What is CMT manufacturing?
CMT stands for Cut, Make, Trim. It is a manufacturing arrangement in which the factory provides only the labor of cutting, sewing, and finishing a garment, while the brand sources and supplies the fabric, trims, and accessories and delivers them to the factory. The factory is essentially selling skilled production capacity, not materials.
This is one of the most common production models in fashion. Estimates put some form of CMT in roughly 80% of apparel supply chains, used by fast fashion, mid-market, and luxury houses alike. It is especially common among small-batch, sustainable, and high-end labels that want tight control over the fabrics in their product.
The three stages
Cut is exactly that: the brand's fabric is cut to the pattern, each panel measured and cut to spec. Make is the assembly — stitching the panels into the complete garment. Trim is the final stage, where functional trims like zippers, buttons, and labels are added along with any decorative work such as embroidery or appliqué.
- Cut: cutting the brand-supplied fabric to the pattern.
- Make: sewing the panels into a finished garment.
- Trim: attaching zippers, buttons, labels, and embellishments.
What the brand is responsible for
Buying on CMT terms means the brand owns the entire materials side. It must source fabric and trims, manage minimums and lead times at the mill level, and get everything physically to the factory before production can begin. The factory quotes only the labor cost, often per garment, which makes pricing transparent but pushes sourcing complexity onto the brand.
That responsibility is also the appeal. Controlling the materials means a brand can specify exact fabrics, dictate sustainability standards, and protect quality rather than accepting whatever a fully factored supplier substitutes.
CMT versus fully factored
In a fully factored arrangement the supplier handles everything — sourcing, fabric, trims, production, and finished goods — and the brand simply buys a completed product. CMT trades that convenience for control and usually lower labor cost, at the price of running the supply chain yourself. New brands often start fully factored and shift to CMT as they grow sourcing expertise.
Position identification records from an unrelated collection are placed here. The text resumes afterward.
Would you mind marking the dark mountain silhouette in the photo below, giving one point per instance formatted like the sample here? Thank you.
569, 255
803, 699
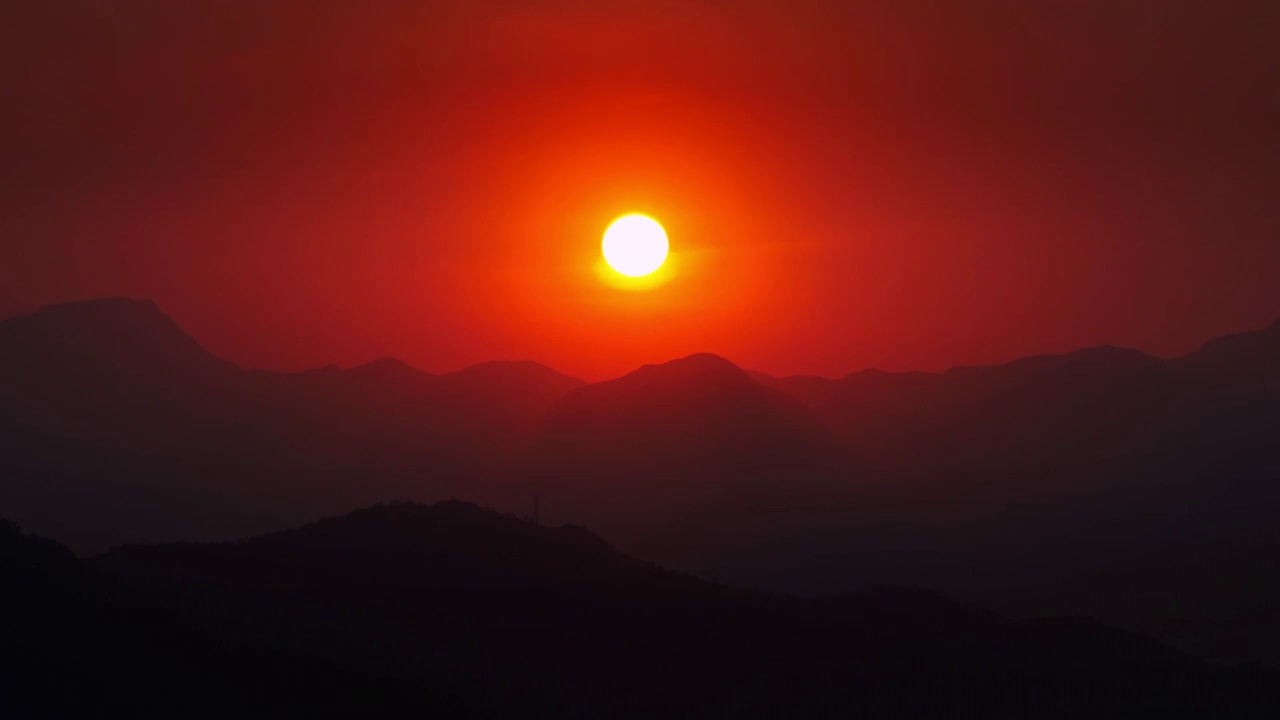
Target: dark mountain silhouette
1102, 482
556, 614
74, 645
119, 427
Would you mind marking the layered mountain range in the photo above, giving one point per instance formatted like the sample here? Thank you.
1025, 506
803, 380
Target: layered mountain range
1102, 482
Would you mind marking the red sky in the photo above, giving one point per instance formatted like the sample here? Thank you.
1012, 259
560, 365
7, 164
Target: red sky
904, 185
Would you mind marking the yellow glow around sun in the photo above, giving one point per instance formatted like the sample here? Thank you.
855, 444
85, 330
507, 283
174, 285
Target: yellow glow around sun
635, 245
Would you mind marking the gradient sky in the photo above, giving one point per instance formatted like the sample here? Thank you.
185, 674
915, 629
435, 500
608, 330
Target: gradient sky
904, 185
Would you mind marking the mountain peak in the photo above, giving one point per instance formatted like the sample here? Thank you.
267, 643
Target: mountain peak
119, 333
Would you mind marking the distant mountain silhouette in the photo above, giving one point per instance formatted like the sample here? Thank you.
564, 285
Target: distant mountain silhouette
1102, 482
124, 428
520, 611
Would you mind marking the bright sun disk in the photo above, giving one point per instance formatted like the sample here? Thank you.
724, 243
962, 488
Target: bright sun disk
635, 245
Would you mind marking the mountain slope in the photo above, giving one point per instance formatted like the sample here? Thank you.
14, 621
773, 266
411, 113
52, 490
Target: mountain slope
554, 613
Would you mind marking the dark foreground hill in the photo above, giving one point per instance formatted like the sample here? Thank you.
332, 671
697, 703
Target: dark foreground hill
1105, 482
553, 621
73, 645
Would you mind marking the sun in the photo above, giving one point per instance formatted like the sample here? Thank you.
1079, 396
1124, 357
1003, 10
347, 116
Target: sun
635, 245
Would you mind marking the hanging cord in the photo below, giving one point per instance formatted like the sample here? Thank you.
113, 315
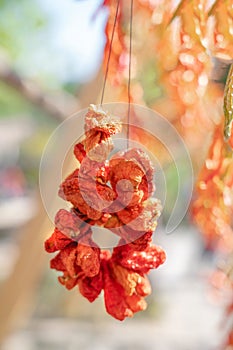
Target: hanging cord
110, 52
129, 80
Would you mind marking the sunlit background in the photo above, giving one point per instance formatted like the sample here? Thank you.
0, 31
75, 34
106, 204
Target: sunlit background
50, 57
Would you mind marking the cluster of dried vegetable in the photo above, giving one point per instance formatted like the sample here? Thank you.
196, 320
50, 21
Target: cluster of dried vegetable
114, 194
185, 45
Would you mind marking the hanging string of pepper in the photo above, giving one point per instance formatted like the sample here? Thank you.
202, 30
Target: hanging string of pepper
115, 194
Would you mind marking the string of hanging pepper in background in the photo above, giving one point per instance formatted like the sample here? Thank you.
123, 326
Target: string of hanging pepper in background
228, 105
129, 80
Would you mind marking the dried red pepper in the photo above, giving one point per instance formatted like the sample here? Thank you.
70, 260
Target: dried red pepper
115, 194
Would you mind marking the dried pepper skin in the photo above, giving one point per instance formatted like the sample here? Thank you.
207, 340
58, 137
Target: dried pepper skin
114, 194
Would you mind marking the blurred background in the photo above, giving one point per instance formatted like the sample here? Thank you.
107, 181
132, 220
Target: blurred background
51, 53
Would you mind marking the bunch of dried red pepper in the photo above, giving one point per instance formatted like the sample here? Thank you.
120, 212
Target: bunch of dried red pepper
114, 194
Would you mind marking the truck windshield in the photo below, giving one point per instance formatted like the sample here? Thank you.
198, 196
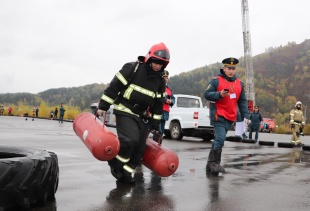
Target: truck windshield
188, 102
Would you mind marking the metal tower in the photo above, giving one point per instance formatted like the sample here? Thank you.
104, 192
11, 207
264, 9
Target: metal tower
249, 73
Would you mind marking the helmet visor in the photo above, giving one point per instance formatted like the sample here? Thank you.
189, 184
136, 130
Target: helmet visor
162, 54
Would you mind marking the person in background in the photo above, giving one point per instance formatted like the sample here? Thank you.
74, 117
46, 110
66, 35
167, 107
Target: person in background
297, 122
52, 114
61, 113
240, 127
37, 112
169, 101
56, 112
136, 89
10, 111
255, 118
225, 92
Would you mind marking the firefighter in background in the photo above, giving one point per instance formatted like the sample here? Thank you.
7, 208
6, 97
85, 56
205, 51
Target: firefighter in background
169, 101
226, 92
135, 88
297, 123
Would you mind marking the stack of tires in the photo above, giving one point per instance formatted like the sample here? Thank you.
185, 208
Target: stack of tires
27, 177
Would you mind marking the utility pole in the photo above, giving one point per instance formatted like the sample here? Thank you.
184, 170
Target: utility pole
249, 73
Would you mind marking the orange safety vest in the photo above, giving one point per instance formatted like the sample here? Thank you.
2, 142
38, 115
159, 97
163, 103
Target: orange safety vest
166, 106
227, 106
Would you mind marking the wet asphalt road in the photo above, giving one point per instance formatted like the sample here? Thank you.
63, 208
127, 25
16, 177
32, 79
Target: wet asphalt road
257, 177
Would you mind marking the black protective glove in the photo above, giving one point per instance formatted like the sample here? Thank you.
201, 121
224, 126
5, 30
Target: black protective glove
103, 105
154, 127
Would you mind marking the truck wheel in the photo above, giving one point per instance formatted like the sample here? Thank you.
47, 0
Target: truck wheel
250, 141
266, 143
176, 131
208, 137
306, 147
27, 177
285, 145
167, 134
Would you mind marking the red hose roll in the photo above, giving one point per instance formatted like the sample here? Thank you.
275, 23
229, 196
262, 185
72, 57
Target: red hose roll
102, 143
159, 159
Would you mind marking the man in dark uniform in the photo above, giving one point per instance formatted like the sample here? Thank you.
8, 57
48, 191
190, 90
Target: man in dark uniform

Why CMT matters for fashion brands and ecommerce
CMT is what lets a brand make precise claims about its product. Choosing the mill, the fiber, and the certification is only possible when the brand owns the materials, which is why organic, deadstock, and traceable-supply-chain positioning almost always sits on a CMT model. The factory makes the garment, but the brand makes the story credible.
Because the brand controls fabric sourcing, sampling on CMT can happen as soon as a length of the chosen fabric is available, often before the bulk run. A photographed sample is enough to generate on-model imagery, so a brand can build product pages and campaign assets while the CMT factory is still cutting and making the bulk order, keeping marketing aligned with a tightly controlled product.
The practical takeaway
Choose CMT when material control is part of the value proposition and you can manage sourcing without dropping the ball on mill minimums and timing. The model rewards brands that treat fabric procurement as a core competency, not an afterthought.